David Gallaugher Grass Lined Wheel … now with grass! check out this grass lined wheel design project (also via spacing) done by four architecture students of the dalhousie school of architecture in halifax, nova scotia. the project wanted to comment on access to green spaces in an urban environment and the north american obsession with manicured lawns. to me this is a great take on our over emphasis on efficiency as applied to being outdoors (sort of like those popular indoor wave surf parks - experience the outdoors with all the safety of being indoors & none of the hassle of actually going outdoors). very cool. via treehugger.

guide to less toxics …

lesstoxicguide.ca from the environmental association of nova scotia comes this helpful website: a guide to less toxic products. this guide helps to find & identify products which are least toxic then other brands and items available, ranging from cleaning supplies, mattresses, personal care, and more. link found via treehugger.

dimmable flourescent bulbs

dimmable compact fluorescent bulb wanting to be all environmentally conscious and switch out your energy & cash eating incandescent bulbs for efficient and longer lasting compact flourescents? good! but you find your still stuck with using incandescent bulbs for any lights on dimmer switches? well, you are stuck no more. greenlite is a canadian company that makes and manufactures a 23 watt dimmable compact flourescent bulb. and there’s also litetronics that makes a 3 watt dimmable flourescent bulb too! they are pricey, but over time they will save lots of money. and use much less energy. link via meta-efficient.

Counter Rotating Ring Receiver Reactor Recuperator

Counter Rotating Ring Receiver Reactor Recuperator what the heck is a counter rotating ring receiver reactor recuperator, or CR5 for short? it’s an invention in the works with a whole new way to make hydrogen to power automobiles and homes. created by inventor Richard Diver, the CR5 invention splits water into hydrogen and oxygen, using a two-step thermochemical process. plans for a prototype CR5 are in the works. original link via treehugger.

paper thin solar panel research

ba_nanolab119_ward_t.gif from march 13th, great article on SFGate about a UC berkeley grad student doing research on developing paper-thin solar panels. working with chemicals to arrange inorganic crystals a thousandth of a human hair in width into structures that could possibly conduct electricity. worth a read.
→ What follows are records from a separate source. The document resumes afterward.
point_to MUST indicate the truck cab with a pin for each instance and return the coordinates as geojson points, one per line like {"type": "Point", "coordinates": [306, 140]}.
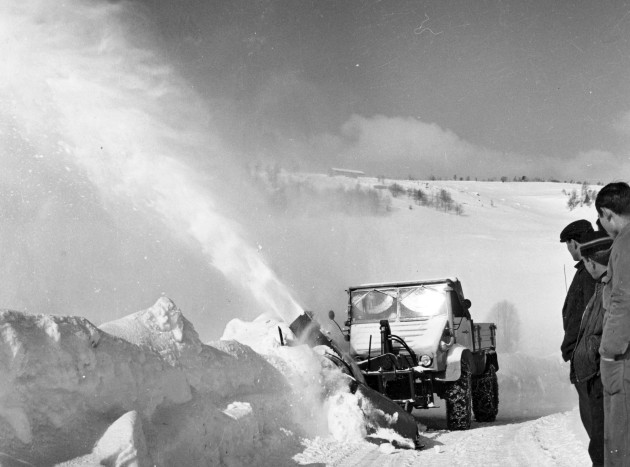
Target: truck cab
{"type": "Point", "coordinates": [413, 340]}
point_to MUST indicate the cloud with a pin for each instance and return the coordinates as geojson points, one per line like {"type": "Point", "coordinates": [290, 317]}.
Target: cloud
{"type": "Point", "coordinates": [402, 146]}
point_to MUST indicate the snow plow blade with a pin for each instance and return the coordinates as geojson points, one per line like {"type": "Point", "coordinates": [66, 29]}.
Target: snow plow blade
{"type": "Point", "coordinates": [379, 410]}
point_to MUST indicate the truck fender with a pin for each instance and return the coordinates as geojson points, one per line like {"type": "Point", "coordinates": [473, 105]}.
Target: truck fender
{"type": "Point", "coordinates": [453, 362]}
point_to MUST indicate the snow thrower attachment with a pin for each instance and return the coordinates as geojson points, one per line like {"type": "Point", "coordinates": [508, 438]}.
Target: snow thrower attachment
{"type": "Point", "coordinates": [412, 340]}
{"type": "Point", "coordinates": [379, 410]}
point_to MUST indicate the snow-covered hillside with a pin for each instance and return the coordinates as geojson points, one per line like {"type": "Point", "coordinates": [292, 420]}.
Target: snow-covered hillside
{"type": "Point", "coordinates": [146, 389]}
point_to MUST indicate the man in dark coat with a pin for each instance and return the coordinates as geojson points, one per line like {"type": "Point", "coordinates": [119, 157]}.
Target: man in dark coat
{"type": "Point", "coordinates": [580, 292]}
{"type": "Point", "coordinates": [595, 251]}
{"type": "Point", "coordinates": [581, 288]}
{"type": "Point", "coordinates": [613, 208]}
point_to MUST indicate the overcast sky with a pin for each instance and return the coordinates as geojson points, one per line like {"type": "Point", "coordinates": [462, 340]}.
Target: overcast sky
{"type": "Point", "coordinates": [412, 87]}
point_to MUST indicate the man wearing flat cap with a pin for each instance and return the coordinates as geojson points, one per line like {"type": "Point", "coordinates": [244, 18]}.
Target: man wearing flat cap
{"type": "Point", "coordinates": [579, 293]}
{"type": "Point", "coordinates": [581, 288]}
{"type": "Point", "coordinates": [595, 251]}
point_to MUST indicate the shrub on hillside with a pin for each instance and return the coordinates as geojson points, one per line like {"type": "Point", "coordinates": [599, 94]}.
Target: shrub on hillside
{"type": "Point", "coordinates": [586, 197]}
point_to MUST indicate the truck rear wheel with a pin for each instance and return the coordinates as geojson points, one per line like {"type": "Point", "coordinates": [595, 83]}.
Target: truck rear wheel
{"type": "Point", "coordinates": [458, 397]}
{"type": "Point", "coordinates": [486, 395]}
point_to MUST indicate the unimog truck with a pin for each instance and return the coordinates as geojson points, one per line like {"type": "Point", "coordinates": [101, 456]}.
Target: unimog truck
{"type": "Point", "coordinates": [414, 340]}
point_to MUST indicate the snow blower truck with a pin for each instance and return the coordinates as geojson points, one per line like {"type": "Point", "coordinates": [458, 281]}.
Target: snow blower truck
{"type": "Point", "coordinates": [380, 411]}
{"type": "Point", "coordinates": [414, 340]}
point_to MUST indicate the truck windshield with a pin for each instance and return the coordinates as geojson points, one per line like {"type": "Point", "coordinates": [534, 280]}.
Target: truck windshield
{"type": "Point", "coordinates": [423, 301]}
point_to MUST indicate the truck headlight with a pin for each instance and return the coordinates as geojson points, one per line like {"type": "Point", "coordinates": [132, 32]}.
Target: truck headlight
{"type": "Point", "coordinates": [426, 361]}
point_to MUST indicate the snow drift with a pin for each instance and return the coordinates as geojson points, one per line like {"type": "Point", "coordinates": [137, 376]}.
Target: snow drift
{"type": "Point", "coordinates": [144, 390]}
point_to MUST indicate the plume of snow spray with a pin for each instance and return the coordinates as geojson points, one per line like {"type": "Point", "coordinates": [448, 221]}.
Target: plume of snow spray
{"type": "Point", "coordinates": [76, 72]}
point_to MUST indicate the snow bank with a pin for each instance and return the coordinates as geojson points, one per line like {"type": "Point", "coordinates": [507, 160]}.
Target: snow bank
{"type": "Point", "coordinates": [144, 390]}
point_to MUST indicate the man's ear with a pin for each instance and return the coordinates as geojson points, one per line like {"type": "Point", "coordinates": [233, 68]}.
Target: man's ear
{"type": "Point", "coordinates": [607, 214]}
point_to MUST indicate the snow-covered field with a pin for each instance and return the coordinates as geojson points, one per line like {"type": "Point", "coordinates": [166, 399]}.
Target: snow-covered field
{"type": "Point", "coordinates": [145, 389]}
{"type": "Point", "coordinates": [118, 191]}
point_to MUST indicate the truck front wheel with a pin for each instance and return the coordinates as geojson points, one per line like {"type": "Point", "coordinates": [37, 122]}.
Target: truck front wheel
{"type": "Point", "coordinates": [458, 397]}
{"type": "Point", "coordinates": [486, 396]}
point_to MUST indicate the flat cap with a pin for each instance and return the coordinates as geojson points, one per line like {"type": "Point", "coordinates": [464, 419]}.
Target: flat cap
{"type": "Point", "coordinates": [592, 242]}
{"type": "Point", "coordinates": [574, 230]}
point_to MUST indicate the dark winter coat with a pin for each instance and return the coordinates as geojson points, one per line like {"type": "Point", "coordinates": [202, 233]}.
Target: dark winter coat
{"type": "Point", "coordinates": [616, 335]}
{"type": "Point", "coordinates": [585, 360]}
{"type": "Point", "coordinates": [580, 292]}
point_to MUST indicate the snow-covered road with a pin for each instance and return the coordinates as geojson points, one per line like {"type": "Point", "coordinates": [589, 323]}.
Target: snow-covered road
{"type": "Point", "coordinates": [552, 440]}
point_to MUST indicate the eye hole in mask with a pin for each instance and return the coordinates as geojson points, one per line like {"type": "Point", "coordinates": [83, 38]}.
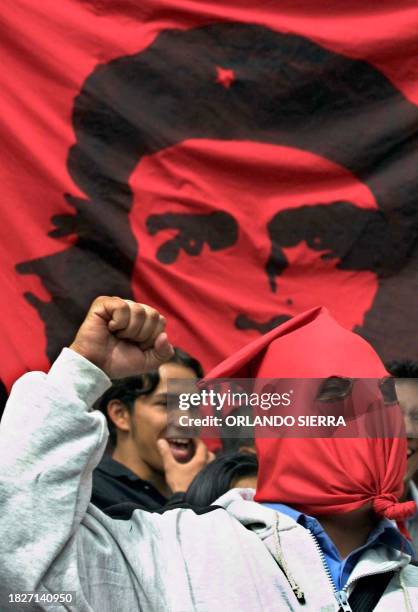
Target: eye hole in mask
{"type": "Point", "coordinates": [334, 388]}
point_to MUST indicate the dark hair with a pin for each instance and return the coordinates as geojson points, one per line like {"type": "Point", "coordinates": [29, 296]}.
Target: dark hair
{"type": "Point", "coordinates": [403, 368]}
{"type": "Point", "coordinates": [127, 390]}
{"type": "Point", "coordinates": [217, 477]}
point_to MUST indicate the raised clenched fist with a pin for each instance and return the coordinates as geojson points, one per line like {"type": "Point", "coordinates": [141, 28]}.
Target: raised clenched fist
{"type": "Point", "coordinates": [123, 338]}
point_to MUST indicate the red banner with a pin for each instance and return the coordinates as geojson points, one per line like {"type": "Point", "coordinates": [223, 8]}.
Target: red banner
{"type": "Point", "coordinates": [232, 164]}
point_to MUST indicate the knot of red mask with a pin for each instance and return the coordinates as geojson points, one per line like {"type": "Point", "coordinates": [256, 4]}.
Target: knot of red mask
{"type": "Point", "coordinates": [389, 507]}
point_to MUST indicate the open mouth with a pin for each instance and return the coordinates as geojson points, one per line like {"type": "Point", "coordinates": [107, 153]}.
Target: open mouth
{"type": "Point", "coordinates": [182, 449]}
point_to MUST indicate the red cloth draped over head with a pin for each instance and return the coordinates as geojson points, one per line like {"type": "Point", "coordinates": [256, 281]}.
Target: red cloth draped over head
{"type": "Point", "coordinates": [322, 475]}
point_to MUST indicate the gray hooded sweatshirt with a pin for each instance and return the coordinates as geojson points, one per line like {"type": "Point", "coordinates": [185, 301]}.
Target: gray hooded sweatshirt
{"type": "Point", "coordinates": [238, 557]}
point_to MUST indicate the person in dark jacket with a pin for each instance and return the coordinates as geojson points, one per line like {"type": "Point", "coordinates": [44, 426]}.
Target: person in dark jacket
{"type": "Point", "coordinates": [136, 411]}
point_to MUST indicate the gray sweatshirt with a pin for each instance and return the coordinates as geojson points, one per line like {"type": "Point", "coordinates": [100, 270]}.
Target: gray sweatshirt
{"type": "Point", "coordinates": [239, 557]}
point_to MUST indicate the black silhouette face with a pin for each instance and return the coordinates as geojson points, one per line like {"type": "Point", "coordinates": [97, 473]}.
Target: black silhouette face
{"type": "Point", "coordinates": [258, 250]}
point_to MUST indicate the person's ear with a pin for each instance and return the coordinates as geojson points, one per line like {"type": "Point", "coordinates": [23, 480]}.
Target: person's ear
{"type": "Point", "coordinates": [118, 413]}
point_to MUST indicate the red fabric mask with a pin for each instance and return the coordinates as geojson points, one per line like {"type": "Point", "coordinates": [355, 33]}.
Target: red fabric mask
{"type": "Point", "coordinates": [321, 476]}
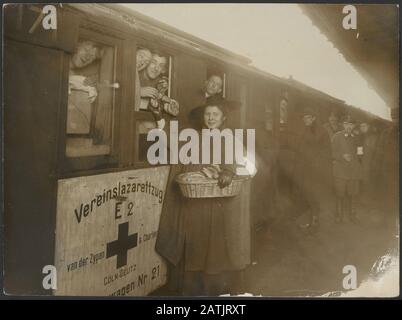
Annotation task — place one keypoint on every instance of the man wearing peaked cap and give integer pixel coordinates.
(312, 169)
(347, 169)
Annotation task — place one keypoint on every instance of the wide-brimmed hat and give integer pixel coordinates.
(348, 119)
(308, 112)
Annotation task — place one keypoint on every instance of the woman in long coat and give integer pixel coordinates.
(207, 239)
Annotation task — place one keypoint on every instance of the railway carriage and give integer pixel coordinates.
(79, 194)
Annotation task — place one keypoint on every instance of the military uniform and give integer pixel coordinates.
(347, 174)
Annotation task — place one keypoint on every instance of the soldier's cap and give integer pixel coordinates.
(348, 119)
(308, 112)
(224, 105)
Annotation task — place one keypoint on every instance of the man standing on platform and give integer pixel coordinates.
(347, 170)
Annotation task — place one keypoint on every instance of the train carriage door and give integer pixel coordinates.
(238, 90)
(33, 69)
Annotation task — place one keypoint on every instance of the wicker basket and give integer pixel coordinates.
(208, 188)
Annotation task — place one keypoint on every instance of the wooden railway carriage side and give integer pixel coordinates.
(79, 193)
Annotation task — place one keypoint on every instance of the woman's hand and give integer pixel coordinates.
(225, 178)
(149, 92)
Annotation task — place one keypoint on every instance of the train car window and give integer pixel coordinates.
(143, 127)
(154, 71)
(215, 84)
(153, 76)
(91, 99)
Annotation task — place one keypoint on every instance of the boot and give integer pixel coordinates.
(314, 224)
(339, 211)
(352, 212)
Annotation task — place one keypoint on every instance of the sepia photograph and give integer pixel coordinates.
(201, 150)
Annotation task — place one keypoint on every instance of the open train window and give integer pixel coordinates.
(215, 84)
(92, 89)
(154, 74)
ship breaking & ship graveyards

shipgrave1.jpg shipgrave2.jpg check out this amazing and disturbing photo essay by brendan corr called End of the Line. it deals with the dangerous and hazardous work of ship breaking, the piece by piece dismanteling of those gigantic cargo ships, naval vessels, and cruise liners. now almost all of this highly toxic and hazardous work takes place asian countries, mostly in India, Bangladesh, Turkey, China, and Pakistan. workers are often exposed to high levels of asbestos, heavy metals, and other contaminants. greenpeace has been involved in effective activism and campaigns to stop western nations from exporting ‘end of life’ toxic ships to poorer countries. greenpeace has even spotlighted 50 toxic ships, including the Pacific Princess - a.k.a. the love boat, in their campaign.

the 157 mpg diesel car

157 mpg Loremo Diesel wow. from treehugger, a great post on a stylish little diesel powered car that get 157 miles per gallon. hello! the car is called the Loremo AG. it weighs less than a thousand pounds, seats 4, diesel fuel powered (no hybrid technology), aerodynamic, has a modest 2-cylinder, 20 hp turbo engine, a top speed of 100 mph, and does 0-60 mph in ten seconds. no, it’s not a sports car. but who the fuck cares? did i mention it gets 157 miles per gallon? oh, and is anticipated to cost around $13,000? i’m sold. it hits the european market (wah!) in 2009. so cool!